I think I figured out that there was no Jesus before I thought about the fact that he wasn't coming again. I didn't think he'd ever actually come into existence in the first place.
Greyfort Wrote: ------------------------------------------------------- > I think I figured out that there was no Jesus > before I thought about the fact that he wasn't > coming again. I didn't think he'd ever actually > come into existence in the first place.
Ditto. Despite being raised with the mormon "Jesus is coming back any day now, store food and get ready to walk to Missouri!" thing, the "second coming" wasn't really a concern for me. Once I began to objectively and honestly assess the claimed evidence that "Jesus" had actually lived, and found it all worthless, even less so.
my wife at the time actually believed that Jesus was coming back with the Y2k thing.
I know, that sounds really funny, being around some one who really really actually does that Jesus is coming back and that He is going to show up at a set time.

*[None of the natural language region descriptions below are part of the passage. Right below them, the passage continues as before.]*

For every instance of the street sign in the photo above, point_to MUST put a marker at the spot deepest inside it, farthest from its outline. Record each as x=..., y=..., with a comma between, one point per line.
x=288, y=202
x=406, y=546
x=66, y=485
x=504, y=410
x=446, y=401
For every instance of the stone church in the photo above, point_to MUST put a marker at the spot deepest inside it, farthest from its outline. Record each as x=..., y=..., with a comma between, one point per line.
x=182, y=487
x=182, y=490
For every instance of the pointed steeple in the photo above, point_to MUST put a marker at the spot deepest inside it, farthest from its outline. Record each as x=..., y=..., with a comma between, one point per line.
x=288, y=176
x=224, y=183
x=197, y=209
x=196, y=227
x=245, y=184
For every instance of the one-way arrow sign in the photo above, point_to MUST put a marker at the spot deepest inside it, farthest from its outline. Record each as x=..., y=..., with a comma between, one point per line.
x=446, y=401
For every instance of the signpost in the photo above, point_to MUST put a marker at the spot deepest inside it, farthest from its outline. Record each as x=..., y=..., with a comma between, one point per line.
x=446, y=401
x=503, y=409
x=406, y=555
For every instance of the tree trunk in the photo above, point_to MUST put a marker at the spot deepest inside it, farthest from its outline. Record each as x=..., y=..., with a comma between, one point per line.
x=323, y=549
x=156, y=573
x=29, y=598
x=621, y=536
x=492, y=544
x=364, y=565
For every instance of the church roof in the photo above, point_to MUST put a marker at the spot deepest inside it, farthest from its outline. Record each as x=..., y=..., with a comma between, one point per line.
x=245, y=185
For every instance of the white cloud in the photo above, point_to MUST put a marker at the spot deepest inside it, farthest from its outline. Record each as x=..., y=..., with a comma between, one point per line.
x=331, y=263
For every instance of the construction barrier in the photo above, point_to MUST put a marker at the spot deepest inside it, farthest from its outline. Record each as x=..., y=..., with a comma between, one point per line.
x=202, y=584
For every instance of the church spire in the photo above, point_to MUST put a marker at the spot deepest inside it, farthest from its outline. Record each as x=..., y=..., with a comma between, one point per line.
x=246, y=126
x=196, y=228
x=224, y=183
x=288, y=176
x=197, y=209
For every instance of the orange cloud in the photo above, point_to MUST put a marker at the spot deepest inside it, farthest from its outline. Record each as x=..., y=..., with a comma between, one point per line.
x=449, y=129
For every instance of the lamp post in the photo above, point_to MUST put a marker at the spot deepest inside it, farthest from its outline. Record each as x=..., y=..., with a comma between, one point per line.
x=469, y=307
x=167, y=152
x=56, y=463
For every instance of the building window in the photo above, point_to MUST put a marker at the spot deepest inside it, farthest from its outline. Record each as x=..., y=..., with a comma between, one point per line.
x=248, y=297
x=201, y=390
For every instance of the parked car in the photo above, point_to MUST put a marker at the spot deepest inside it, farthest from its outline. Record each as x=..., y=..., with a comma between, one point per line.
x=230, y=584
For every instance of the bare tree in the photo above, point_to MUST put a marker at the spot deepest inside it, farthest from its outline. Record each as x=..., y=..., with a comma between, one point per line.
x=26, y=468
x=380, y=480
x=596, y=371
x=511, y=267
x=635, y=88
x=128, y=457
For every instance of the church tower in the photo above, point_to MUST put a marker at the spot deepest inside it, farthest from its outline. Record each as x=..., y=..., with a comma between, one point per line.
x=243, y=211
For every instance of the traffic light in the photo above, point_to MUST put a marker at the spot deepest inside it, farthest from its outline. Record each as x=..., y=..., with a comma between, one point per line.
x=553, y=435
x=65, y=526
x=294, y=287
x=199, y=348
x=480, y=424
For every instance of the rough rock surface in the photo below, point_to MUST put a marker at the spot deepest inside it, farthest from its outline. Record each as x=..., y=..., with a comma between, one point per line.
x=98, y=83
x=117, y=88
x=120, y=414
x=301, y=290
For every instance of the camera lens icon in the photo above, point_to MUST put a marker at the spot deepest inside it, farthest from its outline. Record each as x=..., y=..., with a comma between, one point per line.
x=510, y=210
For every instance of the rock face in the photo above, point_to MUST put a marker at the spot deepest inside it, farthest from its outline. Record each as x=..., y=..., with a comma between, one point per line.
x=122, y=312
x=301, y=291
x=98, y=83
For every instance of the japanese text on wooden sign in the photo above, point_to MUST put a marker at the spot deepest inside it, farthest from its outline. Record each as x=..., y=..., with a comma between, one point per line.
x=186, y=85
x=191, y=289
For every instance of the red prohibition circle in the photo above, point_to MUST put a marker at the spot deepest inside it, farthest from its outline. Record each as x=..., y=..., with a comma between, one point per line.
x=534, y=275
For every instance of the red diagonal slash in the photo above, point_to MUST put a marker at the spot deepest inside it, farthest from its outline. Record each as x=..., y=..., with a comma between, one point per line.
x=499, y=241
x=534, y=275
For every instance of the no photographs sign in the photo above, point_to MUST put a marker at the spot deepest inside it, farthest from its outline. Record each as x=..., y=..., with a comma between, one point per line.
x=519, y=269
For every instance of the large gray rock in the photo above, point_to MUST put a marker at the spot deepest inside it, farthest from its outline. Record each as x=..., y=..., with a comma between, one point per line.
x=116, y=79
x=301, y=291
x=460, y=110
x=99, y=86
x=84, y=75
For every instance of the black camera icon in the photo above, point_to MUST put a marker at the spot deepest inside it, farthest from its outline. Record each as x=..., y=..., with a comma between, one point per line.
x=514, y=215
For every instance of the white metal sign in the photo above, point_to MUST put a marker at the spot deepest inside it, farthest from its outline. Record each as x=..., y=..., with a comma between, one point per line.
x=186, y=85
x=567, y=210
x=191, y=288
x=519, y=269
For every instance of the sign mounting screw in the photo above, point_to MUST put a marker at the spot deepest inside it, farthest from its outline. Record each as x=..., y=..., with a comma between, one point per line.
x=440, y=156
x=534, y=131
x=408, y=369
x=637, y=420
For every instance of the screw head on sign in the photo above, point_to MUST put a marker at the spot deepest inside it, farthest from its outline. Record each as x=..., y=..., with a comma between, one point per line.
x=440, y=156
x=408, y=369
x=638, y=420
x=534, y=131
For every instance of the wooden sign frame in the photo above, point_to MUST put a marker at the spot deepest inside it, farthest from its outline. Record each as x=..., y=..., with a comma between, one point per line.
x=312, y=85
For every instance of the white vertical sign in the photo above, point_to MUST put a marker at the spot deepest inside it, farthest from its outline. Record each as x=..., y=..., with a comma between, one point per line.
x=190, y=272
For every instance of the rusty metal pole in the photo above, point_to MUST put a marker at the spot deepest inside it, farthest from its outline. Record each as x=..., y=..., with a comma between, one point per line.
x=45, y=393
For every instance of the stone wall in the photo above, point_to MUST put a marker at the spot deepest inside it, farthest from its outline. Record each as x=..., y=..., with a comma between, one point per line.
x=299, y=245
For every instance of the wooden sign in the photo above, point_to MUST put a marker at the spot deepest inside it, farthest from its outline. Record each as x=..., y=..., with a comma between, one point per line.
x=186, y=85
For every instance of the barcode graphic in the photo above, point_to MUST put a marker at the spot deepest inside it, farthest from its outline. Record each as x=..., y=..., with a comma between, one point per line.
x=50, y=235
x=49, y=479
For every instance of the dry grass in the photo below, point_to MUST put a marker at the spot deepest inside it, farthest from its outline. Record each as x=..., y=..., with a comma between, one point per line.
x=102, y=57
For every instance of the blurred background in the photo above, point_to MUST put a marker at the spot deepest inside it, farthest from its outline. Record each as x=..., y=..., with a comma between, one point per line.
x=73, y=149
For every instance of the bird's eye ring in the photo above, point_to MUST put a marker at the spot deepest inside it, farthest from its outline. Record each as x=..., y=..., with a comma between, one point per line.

I know, from first hand experience that it is not funny at all. Living through that kind of thing is a life changing in its own right. If nothing else, it dramatically points how most "believers" really do not believe very much at all in contrast, and that they are just passing the time of their mortal sojourn by indulging myth until their life is over.
I can't say that as a child that I had people around me emphasizing that Jesus was going to come again at some point. But when I began to read New Testament books in their entirety, I of course encountered quite a few statements indicating that Jesus would return. But I also noticed that the context of most of these statements was that the writers of the New Testament largely believed that the second coming of Jesus was going to happen in their lifetimes. That obviously didn't happen. So I felt no pressure to seriously entertain the idea that he might come back, say, two or three thousand years later. If I had been raised Mormon and been taught that he was coming back, perhaps soon, maybe I would have had to learn to cope with the realization that it probably wasn't going to happen. But in my case, there was really nothing to have to learn to cope with.
When I was born the Church president wore a beard. I remember my father, who was our Aaronic Priesthood teacher, telling us that he probably wouldn't live to see Jesus's second coming but that us kids would for sure.
Now I just tell people, "Jesus will not return during your lifetime . . . or anyone else's."